The verdict revolved around whether jurors believed that Herczog had a mental disease that prevented him from understanding the nature of the violent actions that resulted in his father's death.

Jury foreman Lew Spengler of Santa Rosa said jurors were divided on the matter as they began deliberating in earnest Monday, and that several — himself included — had to be brought around to the notion that someone could engage in such violent, purposeful conduct and not be held completely liable.

"For me, that was a major hurdle that I had to overcome," said Spengler, 66, "because I couldn't get my head around that.

"But it wasn't about me: It was about how Mr. Herczog felt at the time," he continued. "If he thought his father was the devil, then I can see how he could think that was the right thing to do."

Family members described Herczog, a 2009 graduate of Santa Rosa High School, as having been in a deteriorating psychological condition for more than a year leading up to the Nov. 21, 2011, confrontation in the kitchen of his father's Rincon Valley home.

The younger Herczog had come home about 1a.m. from visiting the home of his divorced mother and was confronted by his father for stealing her prescription drugs, according to court arguments. He also said his father mocked him about his mother's new boyfriend and accused mother and son of an incestuous relationship, leading to an altercation that resulted in the elder Herczog's death.

Investigators said Herczog stabbed his father more than 60 times, bludgeoned him in the head with a guitar amplifier as he lay on the floor and then tried to saw off his head with a bread knife before police, summoned by his younger sister, arrived at their Parkhurst Drive home.

The defendant later described having hallucinations and delusions about his father, and said he thought that his father was possessed by an evil force.

Silver said Herczog killed his father during a psychotic break, an argument bolstered by two-court-appointed psychiatrists and a defense expert who diagnosed him with paranoid schizophrenia. A prosecution expert said Herczog was in a drug-induced psychosis but was legally sane when the murder occurred.

Deputy District Attorney Bob Waner, who prosecuted the case, argued that Herczog was enraged by his father's greeting that night and lashed out in anger.

But one juror said the evidence of a drawn-out, desperate attack reflected deeper problems.

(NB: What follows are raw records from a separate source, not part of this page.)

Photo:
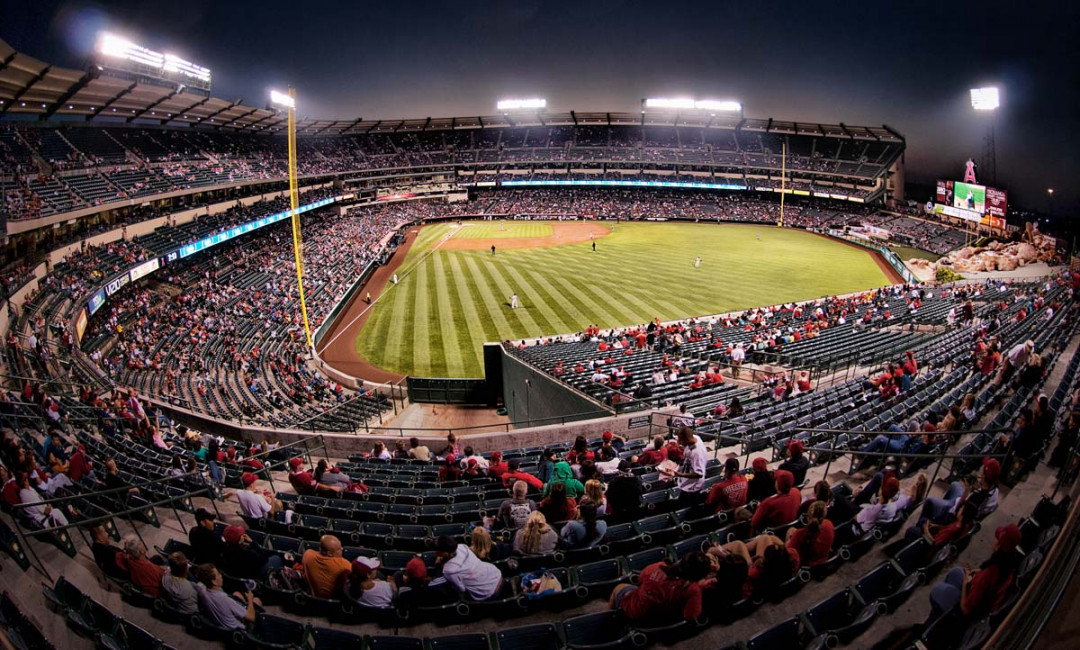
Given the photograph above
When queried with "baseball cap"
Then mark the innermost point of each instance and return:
(416, 569)
(366, 565)
(889, 488)
(1008, 537)
(232, 535)
(991, 470)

The juror, who declined to give her name, said she was not convinced of Herczog's insanity at first but was swayed in part by the fact that he and his father had not previously had a contentious relationship. She noted that when the younger Herczog told police what had happened, he said not only that he killed his father, but that he "had to kill him."

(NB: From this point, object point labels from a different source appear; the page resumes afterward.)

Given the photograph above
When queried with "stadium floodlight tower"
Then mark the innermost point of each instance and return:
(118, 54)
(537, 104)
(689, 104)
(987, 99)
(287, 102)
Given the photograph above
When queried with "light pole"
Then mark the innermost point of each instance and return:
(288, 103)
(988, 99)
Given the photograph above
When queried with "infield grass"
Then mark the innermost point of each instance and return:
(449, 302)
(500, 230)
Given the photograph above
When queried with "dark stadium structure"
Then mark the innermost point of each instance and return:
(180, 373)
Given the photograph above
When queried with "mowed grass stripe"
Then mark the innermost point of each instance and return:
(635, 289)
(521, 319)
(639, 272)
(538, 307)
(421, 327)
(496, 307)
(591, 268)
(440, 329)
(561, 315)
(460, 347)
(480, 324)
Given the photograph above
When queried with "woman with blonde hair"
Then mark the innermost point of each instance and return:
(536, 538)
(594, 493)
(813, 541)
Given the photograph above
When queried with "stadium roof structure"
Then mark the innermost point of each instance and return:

"I feel sorry for him. I really do," she said, "because now he realizes what he's done, and he has to live with that."

Juror Jim Dobbins, 55, of Santa Rosa, said the decision weighed heavily on him and the other jurors, several of whom talked of losing sleep, particularly given the defendant's youth.

"There were concerns of, 'Am I doing the right thing? Can you see into somebody's mind and know what they're thinking?' You cannot."

But he said he was affected by Marilyn Herczog's desperate, albeit unsuccessful, efforts to get help for a son she could see was in psychiatric trouble.

Waner commended jurors for their serious consideration of the case, though he declined to comment further on the verdict.

"This was a good jury," Waner said. "We trusted them with a first-degree murder conviction, and we trusted them to make the sanity determination."

Herczog is to return to court June4 for a decision about which he hospital he will go to, Silver said.

While the goal of hospitalization would be to restore him to sanity, she said it would likely be five to 10 years before anyone could reasonably expect him to be released, and then only under close supervision.

Herczog has received some medications in jail that have permitted him to think more clearly, but "he is far from well," Silver said.

"My expectation is he might never come out," she said.